Un petit éditeur du quartier chinois de Montréal va devoir vivre avec l'étiquette d'«agent d'influence» à la solde du gouvernement communiste chinois.

Une description qui n'a rien de diffamatoire, a tranché la Cour d'appel du Québec au détriment de Crescent Chau, dans la cause peu ordinaire qui l'opposait à The Epoch Times, groupe de presse proche du Falun Gong, mouvement spirituel banni en Chine depuis 1999.

Crescent Chau dirige d'un petit immeuble miteux de la rue Clark une publication en chinois, La Presse chinoise.

En temps normal, ce journal est distribué à environ 4000 exemplaires dans le quartier chinois de Montréal et dans une moindre mesure à Ottawa. Or, en 2001, 2002 et 2007, Crescent Chau a inondé le Canada, de Vancouver à Montréal, avec un numéro spécial gratuit de 32 pages en couleurs, tiré à plus de 100 000 exemplaires et sans publicité, consacré au mouvement Falun Gong dont il est un «critique féroce». Il s'agissait plutôt d'un réquisitoire puisque le Falun Gong y était décrit comme «diabolique et accusait ses pratiquants de s'adonner à la bestialité, au vampirisme et divers comportements criminels», lit-on dans les documents de cour.

Outil de propagande

À la suite de cette publication, le groupe de presse The Epoch Times, établi à New York et dont une des éditions est accessible au Québec, avait publié plusieurs articles qui décrivaient Crescent Chau et son journal comme «des agents de la République populaire de Chine».

The Epoch Times s'était aussi appuyé sur les propos d'un ex-espion chinois, membre, semble-t-il, d'une unité spécialisée dans la répression contre le Falun Gong et qui avait fait défection en Australie. «Il est clair que La Presse chinoise coopère avec l'ambassade et le consulat de Chine, et que ce journal est devenu l'homme de main et l'outil de propagande pour le Parti communiste chinois», avait déclaré le groupe de presse.

Opinion légitime

Piqué au vif, Crescent Chau a poursuivi The Epoch Times pour diffamation.

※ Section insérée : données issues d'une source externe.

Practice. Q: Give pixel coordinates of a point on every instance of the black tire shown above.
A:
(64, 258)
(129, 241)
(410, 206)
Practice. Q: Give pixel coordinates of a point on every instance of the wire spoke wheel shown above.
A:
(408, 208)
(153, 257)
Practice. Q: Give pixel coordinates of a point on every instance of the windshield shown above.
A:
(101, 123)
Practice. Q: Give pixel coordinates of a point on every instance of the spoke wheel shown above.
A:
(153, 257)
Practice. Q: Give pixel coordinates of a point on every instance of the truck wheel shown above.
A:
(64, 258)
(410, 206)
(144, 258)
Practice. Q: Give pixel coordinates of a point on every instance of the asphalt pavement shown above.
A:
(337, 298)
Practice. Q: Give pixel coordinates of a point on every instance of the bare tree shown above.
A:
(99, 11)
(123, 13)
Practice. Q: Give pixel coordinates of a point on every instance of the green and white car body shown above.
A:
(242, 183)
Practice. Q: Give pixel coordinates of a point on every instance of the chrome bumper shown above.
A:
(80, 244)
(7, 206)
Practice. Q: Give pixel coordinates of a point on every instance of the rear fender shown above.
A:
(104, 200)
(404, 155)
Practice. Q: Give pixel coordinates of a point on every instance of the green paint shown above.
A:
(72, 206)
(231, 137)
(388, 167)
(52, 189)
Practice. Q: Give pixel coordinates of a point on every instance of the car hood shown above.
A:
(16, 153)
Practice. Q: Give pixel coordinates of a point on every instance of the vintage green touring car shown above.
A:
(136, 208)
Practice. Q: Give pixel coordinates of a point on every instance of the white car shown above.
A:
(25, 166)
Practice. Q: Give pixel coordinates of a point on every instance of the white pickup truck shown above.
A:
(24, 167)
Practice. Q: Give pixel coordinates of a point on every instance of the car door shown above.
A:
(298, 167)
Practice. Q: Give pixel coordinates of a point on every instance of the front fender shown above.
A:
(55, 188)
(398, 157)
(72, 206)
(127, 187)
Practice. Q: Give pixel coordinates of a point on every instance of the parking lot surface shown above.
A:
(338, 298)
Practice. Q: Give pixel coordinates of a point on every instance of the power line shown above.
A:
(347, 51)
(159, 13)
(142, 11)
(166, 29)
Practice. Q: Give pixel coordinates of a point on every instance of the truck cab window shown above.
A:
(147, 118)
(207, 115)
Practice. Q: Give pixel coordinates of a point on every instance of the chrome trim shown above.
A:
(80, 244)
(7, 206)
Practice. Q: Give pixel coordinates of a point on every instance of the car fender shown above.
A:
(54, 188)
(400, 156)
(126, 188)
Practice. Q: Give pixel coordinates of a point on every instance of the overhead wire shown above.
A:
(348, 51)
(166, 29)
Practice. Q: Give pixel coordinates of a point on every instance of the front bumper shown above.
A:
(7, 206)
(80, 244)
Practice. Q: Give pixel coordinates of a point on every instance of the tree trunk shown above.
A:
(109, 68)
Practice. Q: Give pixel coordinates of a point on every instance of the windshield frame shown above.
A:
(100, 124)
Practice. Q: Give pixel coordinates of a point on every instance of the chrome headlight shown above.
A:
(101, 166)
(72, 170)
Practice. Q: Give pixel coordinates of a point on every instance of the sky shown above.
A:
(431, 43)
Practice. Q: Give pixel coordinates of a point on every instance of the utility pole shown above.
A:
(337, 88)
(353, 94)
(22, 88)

En avril 2010, la juge Catherine Mandeville, de la Cour supérieure, l'a débouté. Elle a rappelé que la réputation «anti-Falun Gong et pro-gouvernement chinois» du plaignant et de son journal est «sans équivoque». Se faire traiter d'agent de Pékin n'était donc pas une «attaque injuste», mais plutôt «une opinion légitime».

Il a déjà affirmé, a-t-elle écrit, «avoir la responsabilité de maintenir une image positive de la mère patrie et la dignité de la nation chinoise», et avoir fait de l'éradication du Falun Gong une «croisade personnelle». Elle a aussi considéré comme «nébuleuses» ses explications sur l'origine du financement de ses publications anti-Falun Gong.

M. Chau n'a pas eu plus de succès auprès des trois juges de la Cour d'appel. Dans le jugement qu'ils ont rendu il y a quelques jours, ceux-ci réaffirment que d'être décrit comme des «agents faisant la promotion des idées d'un gouvernement ne peut être considéré comme diffamatoire».

Ils rappellent que le «débat relatif au Falun Gong est hautement politique, public et publicisé», en plus «d'être d'une grande âpreté pour ne pas dire virulence [...] au sein d'une certaine presse sino-canadienne».

«Bataille épique»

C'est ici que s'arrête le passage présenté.